Giving Compass' Take:

• Thomson Reuters Foundation highlights the efforts of countries and communities around the world working to house the homeless in order to reduce the spread of COVID-19. 

• How much space is needed to safely house the homeless in your area? What donations - financial and otherwise - can close the gap in need? 

• Learn more about the need for funding for homeless people during COVID-19


“Stay home” - that’s the message stretching from Italy to Iran as the world tries to contain coronavirus. But what if you’ve got no place to call home, or your house is out of bounds in the pandemic?

Some 1.8 billion people worldwide are homeless or live in inadequate housing, experts say, calling for urgent measures to ensure the most vulnerable get sanctuary in the outbreak. Thousands more need a temporary place to live, either to stay close to crisis centres at the core of the coronavirus fightback or to keep housemates infection-free during weeks of lockdown.
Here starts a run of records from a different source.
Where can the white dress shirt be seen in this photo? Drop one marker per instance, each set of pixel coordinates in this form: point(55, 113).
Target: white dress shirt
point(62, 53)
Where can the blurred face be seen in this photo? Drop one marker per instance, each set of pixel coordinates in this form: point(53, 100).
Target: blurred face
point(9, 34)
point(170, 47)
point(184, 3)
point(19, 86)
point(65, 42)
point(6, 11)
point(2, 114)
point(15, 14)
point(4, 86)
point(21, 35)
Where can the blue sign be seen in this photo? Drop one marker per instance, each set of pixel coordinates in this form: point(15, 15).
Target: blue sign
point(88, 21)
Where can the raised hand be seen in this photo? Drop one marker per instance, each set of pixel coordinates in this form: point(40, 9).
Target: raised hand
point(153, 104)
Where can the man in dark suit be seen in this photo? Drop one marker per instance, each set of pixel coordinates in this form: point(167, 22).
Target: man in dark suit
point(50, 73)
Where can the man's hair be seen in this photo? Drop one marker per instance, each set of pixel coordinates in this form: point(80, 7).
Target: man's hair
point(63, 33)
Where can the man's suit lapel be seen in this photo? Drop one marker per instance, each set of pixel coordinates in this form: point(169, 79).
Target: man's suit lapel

“Housing has become the front line defence against the coronavirus,” said Leilani Farha, the UN Special Rapporteur on the right to adequate housing. “Home has rarely been more of a life or death situation.”
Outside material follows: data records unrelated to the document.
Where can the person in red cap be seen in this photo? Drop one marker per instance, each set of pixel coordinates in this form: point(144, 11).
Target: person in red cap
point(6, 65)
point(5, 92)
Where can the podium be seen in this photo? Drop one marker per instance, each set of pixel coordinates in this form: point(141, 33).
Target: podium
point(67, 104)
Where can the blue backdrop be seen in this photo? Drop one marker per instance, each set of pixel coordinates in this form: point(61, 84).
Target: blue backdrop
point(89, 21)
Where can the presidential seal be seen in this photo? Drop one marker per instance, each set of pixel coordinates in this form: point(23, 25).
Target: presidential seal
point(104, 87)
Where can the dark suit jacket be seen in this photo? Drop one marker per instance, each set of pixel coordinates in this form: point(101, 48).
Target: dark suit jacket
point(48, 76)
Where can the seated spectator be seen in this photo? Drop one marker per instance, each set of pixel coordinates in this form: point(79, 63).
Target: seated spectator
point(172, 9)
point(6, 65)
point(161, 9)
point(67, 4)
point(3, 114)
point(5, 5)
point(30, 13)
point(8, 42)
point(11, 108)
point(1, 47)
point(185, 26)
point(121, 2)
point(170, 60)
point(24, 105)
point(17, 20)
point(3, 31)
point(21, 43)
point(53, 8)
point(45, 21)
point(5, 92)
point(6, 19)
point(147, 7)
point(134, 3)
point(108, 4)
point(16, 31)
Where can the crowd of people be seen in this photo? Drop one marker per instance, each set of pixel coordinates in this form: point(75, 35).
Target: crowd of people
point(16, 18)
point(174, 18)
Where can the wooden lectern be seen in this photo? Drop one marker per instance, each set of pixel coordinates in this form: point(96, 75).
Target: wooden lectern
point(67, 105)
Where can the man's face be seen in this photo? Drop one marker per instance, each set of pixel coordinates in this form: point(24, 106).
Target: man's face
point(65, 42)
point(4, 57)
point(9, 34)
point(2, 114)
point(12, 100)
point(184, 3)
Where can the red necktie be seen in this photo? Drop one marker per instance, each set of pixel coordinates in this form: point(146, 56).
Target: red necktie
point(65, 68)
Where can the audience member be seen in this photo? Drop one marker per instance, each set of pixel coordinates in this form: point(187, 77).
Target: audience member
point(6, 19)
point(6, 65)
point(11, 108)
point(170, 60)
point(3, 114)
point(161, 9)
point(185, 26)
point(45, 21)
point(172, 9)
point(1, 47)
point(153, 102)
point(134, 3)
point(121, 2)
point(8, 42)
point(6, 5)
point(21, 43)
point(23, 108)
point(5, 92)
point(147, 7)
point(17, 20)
To that end, officials are scouring cities for vacant spaces or disused buildings to turn into makeshift homes.

From empty motels to festival halls, conference centres to cottages - buildings are being repurposed at breakneck speed, with the homeless a top priority.

In the Canadian city of Montreal, a former hospital is this week being transformed into an isolation facility for homeless people exhibiting symptoms of coronavirus.
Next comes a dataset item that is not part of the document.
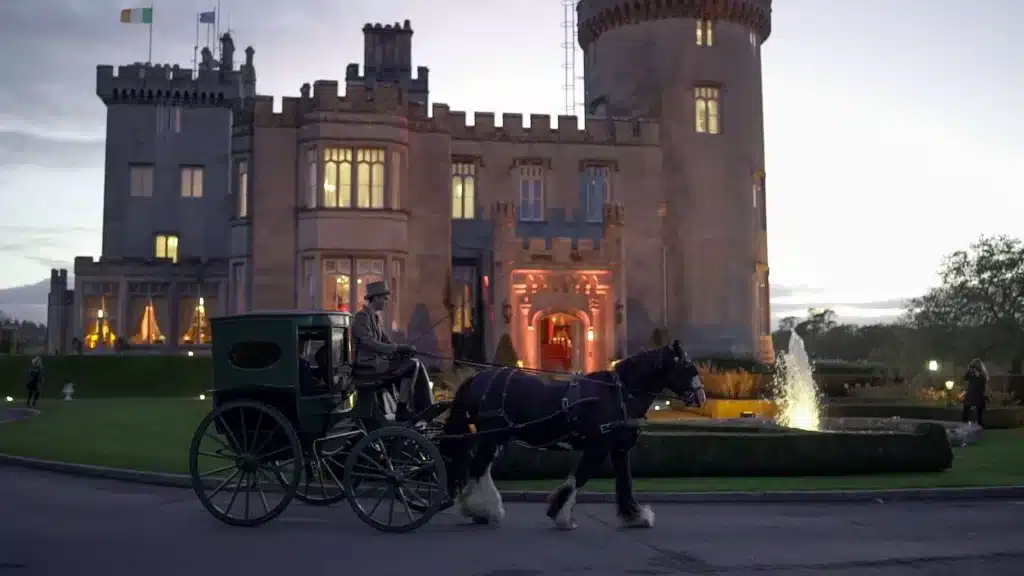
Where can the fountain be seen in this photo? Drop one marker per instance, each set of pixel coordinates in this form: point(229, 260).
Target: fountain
point(797, 402)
Patients will be kept in individual rooms in a building that sits at the top of a hill, tested for the virus and quarantined should they test positive, said a spokesman for the regional health agency, with capacity that can go up to 150 beds.

In London, the government will open a temporary hospital at the cavernous ExCel exhibition centre in east London, installing ventilators and beds in what was once an Olympic sporting venue.

U.S. communities have taken things into their own hands.

In California, a collective of homeless people and others whose housing is insecure have occupied six vacant, state-owned homes in the Los Angeles area.